03/04/2019 às 08h05min - Atualizada em 03/04/2019 às 08h05min

Crivella dá uma de Deus e enfrenta impeachment

A Câmara Municipal do Rio de Janeiro aprovou nesta terça (2), por 35 votos a favor e 14 contra, o pedido de abertura do processo de impeachment do prefeito Marcelo Crivella (PRB-RJ). A Casa avalia uma denúncia de irregularidades em contratos do município.

Os 51 vereadores do Rio compareceram à votação. Um deles se absteve de votar. No início da sessão, o presidente da Câmara, Jorge Felippe (MDB), se declarou impedido de participar da votação. O vereador argumentou que está na linha sucessória da prefeitura, já que o vice-prefeito Fernando Mac Dowell morreu em maio do ano passado.

Com a decisão do plenário da Câmara de Vereadores, Crivella terá 10 dias úteis para se defender, contatdos a partir da publicação da admissibilidade do pedido de impeachment no Diário Oficial. Uma comissão será formada através do sorteio de três vereadores presentes à sessão. O trâmite do impeachment pode levar até 90 dias.

O pedido de impeachment de Crivella é de autoria de Fernando Lyra Reys, fiscal da Secretaria Municipal de Fazenda. Ele denuncia suposto crime de responsabilidade do prefeito por conta da renovação de contratos de mobiliários urbanos em dezembro de 2018.

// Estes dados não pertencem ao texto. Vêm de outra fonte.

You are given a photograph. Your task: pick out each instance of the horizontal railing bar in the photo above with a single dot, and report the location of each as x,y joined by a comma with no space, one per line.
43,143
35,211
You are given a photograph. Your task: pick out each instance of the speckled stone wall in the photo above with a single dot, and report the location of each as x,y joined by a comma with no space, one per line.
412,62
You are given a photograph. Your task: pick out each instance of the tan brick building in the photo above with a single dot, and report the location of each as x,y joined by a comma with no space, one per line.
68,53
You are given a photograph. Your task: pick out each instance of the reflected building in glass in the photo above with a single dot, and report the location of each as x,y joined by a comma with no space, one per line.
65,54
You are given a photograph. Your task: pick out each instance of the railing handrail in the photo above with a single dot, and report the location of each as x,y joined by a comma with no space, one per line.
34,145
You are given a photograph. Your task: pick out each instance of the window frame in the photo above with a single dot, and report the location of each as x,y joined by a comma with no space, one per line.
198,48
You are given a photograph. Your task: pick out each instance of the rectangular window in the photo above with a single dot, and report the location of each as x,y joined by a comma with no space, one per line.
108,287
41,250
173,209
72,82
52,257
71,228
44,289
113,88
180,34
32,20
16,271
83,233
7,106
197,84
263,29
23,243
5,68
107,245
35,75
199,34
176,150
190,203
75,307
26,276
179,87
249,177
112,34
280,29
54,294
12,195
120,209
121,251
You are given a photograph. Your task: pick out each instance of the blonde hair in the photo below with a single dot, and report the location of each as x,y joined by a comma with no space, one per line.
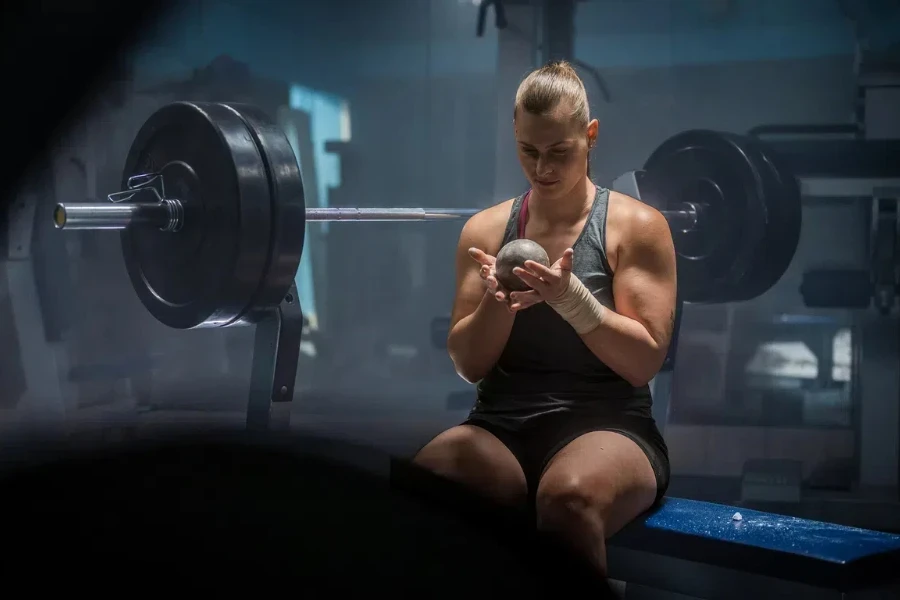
545,88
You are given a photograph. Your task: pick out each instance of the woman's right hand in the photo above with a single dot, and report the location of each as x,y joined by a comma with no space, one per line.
489,275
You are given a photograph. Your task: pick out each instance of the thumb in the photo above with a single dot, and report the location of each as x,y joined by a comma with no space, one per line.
479,256
565,263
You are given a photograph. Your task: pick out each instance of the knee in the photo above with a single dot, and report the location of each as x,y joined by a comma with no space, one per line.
451,452
569,503
464,456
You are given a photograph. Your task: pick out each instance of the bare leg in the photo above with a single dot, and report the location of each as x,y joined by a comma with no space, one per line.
474,457
592,488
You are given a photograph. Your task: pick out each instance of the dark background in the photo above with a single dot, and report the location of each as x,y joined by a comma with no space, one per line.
421,111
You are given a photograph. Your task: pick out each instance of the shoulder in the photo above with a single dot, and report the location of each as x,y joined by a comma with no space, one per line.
484,229
636,223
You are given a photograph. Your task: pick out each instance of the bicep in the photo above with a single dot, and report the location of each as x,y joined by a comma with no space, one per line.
469,285
644,284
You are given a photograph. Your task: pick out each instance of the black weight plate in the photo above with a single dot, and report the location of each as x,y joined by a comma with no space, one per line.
288,205
784,220
713,170
206,274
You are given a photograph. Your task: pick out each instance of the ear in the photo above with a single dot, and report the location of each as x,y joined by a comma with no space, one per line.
593,129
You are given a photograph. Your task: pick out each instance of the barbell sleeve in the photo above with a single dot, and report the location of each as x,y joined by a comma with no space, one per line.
167,215
93,216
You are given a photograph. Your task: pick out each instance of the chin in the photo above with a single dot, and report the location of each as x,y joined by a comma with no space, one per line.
558,190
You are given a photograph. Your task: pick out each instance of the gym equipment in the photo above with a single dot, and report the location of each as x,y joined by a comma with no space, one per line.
213,214
514,254
702,550
212,220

Durante o andamento do processo, o prefeito tem direito a acompanhar todos os atos do procedimento e garantia de ampla defesa.

Após a conclusão do processo, a matéria será incluída na Ordem do Dia para votação, tendo preferência sobre os demais temas. A perda do mandato do prefeito depende do voto favorável de dois terços dos membros da Câmara Municipal – 34 vereadores.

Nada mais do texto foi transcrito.